When I first arrived at the company, we didn’t have much money, and part of my job was to do that – and we raised a lot. People don’t necessarily remember the period from 2016-18 however, when it was really tough sledding for us financially – but that made us disciplined and made us focus on the things that matter.
One thing we do which surprisingly few companies do well is listen to our customers and merchants. In the period from 2017-18, a lot of merchants were asking us to expand across the United States to give them national coverage. This was scary, we didn’t have much money. Finally, however, we leaned into it – and Cheesecake Factory was our first national merchant. We now cover all of their stores, and the last one we crossed off the list was in Puerto Rico! This expansion taught us a surprising lesson – that being that the economics of DoorDash work better in smaller geographies than dense urban environments. This wasn’t some strategic genius move on our part, but rather, a focus on our merchant. Today, we cover 95% of Americans.
Another thing we had to focus on is quality. People are hungry, they want food now. It’s a very demanding use case. It’s also the highest frequency order case I’ve ever worked on. We have customers ordering many times a month, sometimes many times a week. It’s an opportunity to get it right- or wrong. We have to focus on logistics of quality to retain our customer, not marketing expenditure. That formula led to our success today – and I think will be the recipe for our future. We’ve taken the lead in a category that is evolving, dynamic, which can change and we can’t rest on our laurels.
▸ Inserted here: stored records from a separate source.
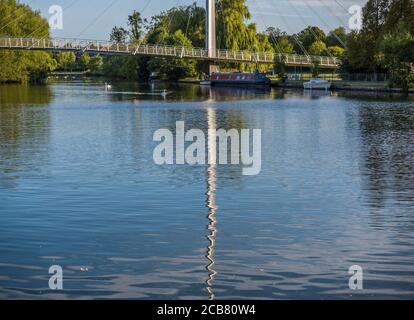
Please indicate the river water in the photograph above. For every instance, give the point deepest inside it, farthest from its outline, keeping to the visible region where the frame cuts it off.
(79, 189)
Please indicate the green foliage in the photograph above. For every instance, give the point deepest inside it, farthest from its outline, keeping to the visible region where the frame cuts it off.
(135, 24)
(84, 61)
(279, 40)
(280, 67)
(318, 48)
(119, 35)
(66, 61)
(336, 38)
(336, 51)
(95, 64)
(309, 36)
(398, 55)
(374, 49)
(18, 19)
(175, 69)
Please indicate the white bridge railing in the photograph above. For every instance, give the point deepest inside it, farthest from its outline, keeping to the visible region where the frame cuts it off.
(106, 47)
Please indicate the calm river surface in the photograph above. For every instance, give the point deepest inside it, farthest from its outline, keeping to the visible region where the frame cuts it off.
(79, 189)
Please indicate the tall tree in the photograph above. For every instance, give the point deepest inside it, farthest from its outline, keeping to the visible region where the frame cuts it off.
(23, 66)
(135, 23)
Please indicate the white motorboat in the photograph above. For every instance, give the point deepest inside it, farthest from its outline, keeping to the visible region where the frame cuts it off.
(317, 84)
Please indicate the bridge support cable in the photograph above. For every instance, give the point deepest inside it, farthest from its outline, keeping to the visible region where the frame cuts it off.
(325, 23)
(295, 38)
(14, 20)
(109, 6)
(342, 22)
(272, 36)
(303, 20)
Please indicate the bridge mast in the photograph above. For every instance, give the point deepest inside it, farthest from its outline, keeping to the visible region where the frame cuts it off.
(211, 43)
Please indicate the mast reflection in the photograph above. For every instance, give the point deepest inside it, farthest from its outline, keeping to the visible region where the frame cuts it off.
(211, 200)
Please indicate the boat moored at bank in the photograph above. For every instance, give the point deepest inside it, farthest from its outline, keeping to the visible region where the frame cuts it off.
(237, 78)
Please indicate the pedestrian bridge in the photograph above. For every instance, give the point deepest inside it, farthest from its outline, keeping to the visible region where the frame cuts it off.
(113, 48)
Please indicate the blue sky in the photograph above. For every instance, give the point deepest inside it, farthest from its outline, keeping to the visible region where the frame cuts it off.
(94, 19)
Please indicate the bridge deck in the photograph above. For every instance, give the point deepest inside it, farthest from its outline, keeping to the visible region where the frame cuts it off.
(105, 47)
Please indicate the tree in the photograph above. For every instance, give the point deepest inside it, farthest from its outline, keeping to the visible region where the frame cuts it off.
(119, 35)
(66, 60)
(336, 51)
(336, 37)
(309, 36)
(175, 69)
(400, 11)
(135, 24)
(398, 55)
(280, 67)
(84, 61)
(318, 48)
(18, 66)
(96, 63)
(279, 40)
(374, 14)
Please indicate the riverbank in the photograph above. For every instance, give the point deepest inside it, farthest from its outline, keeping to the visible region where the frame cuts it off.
(336, 85)
(346, 86)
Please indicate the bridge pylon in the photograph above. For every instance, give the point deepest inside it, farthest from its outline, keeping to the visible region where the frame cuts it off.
(211, 42)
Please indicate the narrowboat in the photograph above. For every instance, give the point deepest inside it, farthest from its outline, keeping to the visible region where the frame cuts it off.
(237, 78)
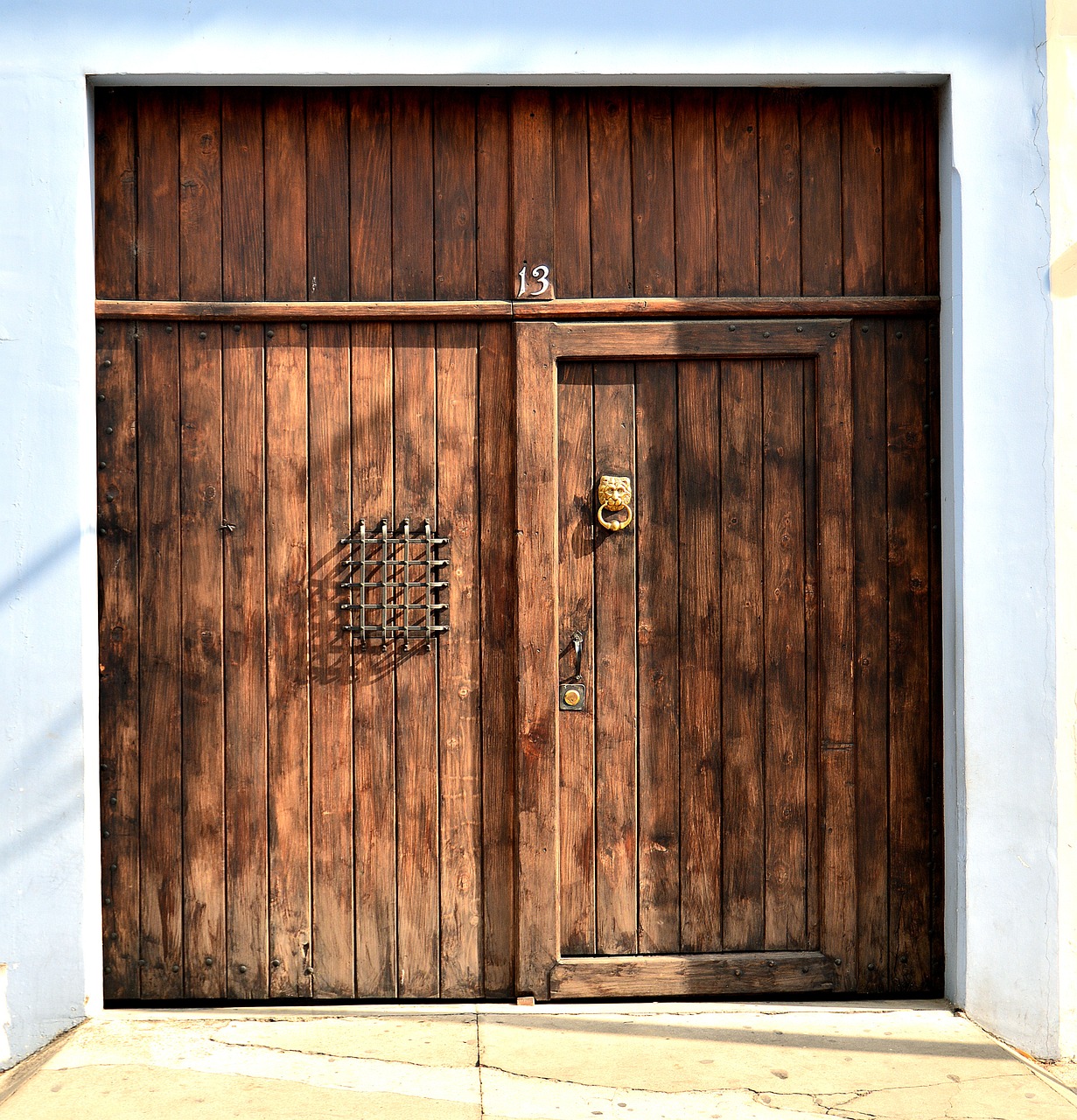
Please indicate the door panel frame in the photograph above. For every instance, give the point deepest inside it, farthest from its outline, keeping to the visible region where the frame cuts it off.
(541, 971)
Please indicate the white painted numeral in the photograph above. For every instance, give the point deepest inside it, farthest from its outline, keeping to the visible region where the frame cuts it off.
(540, 276)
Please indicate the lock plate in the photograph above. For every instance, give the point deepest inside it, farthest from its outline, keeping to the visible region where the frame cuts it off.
(571, 696)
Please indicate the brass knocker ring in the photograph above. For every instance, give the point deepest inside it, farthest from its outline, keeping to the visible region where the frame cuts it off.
(615, 494)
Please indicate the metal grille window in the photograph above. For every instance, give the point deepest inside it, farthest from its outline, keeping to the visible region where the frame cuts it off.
(395, 584)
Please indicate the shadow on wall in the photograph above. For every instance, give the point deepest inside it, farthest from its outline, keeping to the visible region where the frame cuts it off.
(4, 1016)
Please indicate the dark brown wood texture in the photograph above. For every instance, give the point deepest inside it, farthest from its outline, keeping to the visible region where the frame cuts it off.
(329, 824)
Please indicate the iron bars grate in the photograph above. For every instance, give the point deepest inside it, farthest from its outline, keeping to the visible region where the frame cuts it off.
(395, 584)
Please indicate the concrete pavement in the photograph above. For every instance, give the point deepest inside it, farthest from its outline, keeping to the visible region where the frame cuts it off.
(908, 1060)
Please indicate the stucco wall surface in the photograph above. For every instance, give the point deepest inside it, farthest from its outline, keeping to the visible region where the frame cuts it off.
(1002, 780)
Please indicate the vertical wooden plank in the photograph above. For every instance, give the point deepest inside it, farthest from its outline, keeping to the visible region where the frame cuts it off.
(497, 522)
(371, 195)
(460, 811)
(160, 844)
(657, 525)
(242, 195)
(780, 192)
(372, 499)
(871, 676)
(611, 192)
(744, 812)
(118, 528)
(328, 255)
(821, 194)
(203, 665)
(455, 196)
(862, 192)
(417, 912)
(903, 220)
(159, 558)
(571, 208)
(836, 639)
(287, 544)
(738, 192)
(910, 664)
(413, 243)
(616, 874)
(576, 528)
(416, 472)
(328, 167)
(243, 503)
(118, 576)
(115, 194)
(576, 592)
(497, 488)
(652, 184)
(285, 196)
(493, 242)
(656, 541)
(532, 179)
(785, 698)
(696, 200)
(537, 611)
(701, 561)
(200, 514)
(459, 667)
(373, 687)
(158, 196)
(332, 951)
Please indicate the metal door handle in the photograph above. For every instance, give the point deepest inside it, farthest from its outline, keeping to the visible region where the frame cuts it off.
(615, 494)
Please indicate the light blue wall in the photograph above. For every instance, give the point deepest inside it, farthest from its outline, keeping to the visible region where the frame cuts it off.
(1002, 928)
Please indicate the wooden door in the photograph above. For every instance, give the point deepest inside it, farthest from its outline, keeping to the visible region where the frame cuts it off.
(307, 304)
(684, 833)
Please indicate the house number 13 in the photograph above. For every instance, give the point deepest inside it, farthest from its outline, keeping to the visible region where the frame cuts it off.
(535, 284)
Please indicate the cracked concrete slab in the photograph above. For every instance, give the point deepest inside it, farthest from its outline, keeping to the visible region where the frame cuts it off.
(429, 1040)
(641, 1062)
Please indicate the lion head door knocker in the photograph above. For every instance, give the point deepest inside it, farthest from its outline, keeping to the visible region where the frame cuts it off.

Q: What does success mean to you?
[Christopher Payne]: I feel very blessed in this life. Work is not the be-all and end-all for me. It never has been. My family is the most important thing to me, and I talk a lot about that to my employees. It actually makes you a better employee if you have your balance right between work, family, passions, studies, all those things. You need to feel connected with life and I feel very grateful to have been able to achieve balance in my life. That’s one of my definitions of success. At the end of the day, I’ll always look back and I’ll never say, ‘I wanted to work more…’ right? I’ve been blessed to have had a fun, successful career and it’s really important for me to state that luck played a huge part, right?
I showed up at 1 Microsoft Way at this company, looking for a job. They had just shipped Windows 3.0 and were about to become the company of the decade, and one of the most valuable companies on the planet. I was laughed at when I went to work across the lake for a book-seller. I wanted to learn, have fun, and build things. That business was Amazon. There have also been plenty of misfires along the way- my time at Tinder, and getting fired after six months was a disaster, it wasn’t fun. But… it still met my framework, I was taking risks, trying new things, some work, some don’t… that’s learning… that’s success.
I also feel it’s a success when we make an impact. Nothing makes me happier than when I sit down at dinner and people tell me about their DoorDash experiences – when people tell me how much they relied on us during the pandemic, or how they’re using us as a source of income to supplement what they’re doing. That just makes me incredibly excited as do the conversations I have with restaurants who have expanded because of us.
In recent years, another definition of success for me has been trying to help the next generation of employees and- to the best of my abilities- pass on the things that I’ve learned. I spend a lot of my time now trying to do that. I take great satisfaction in that, and it’s fun.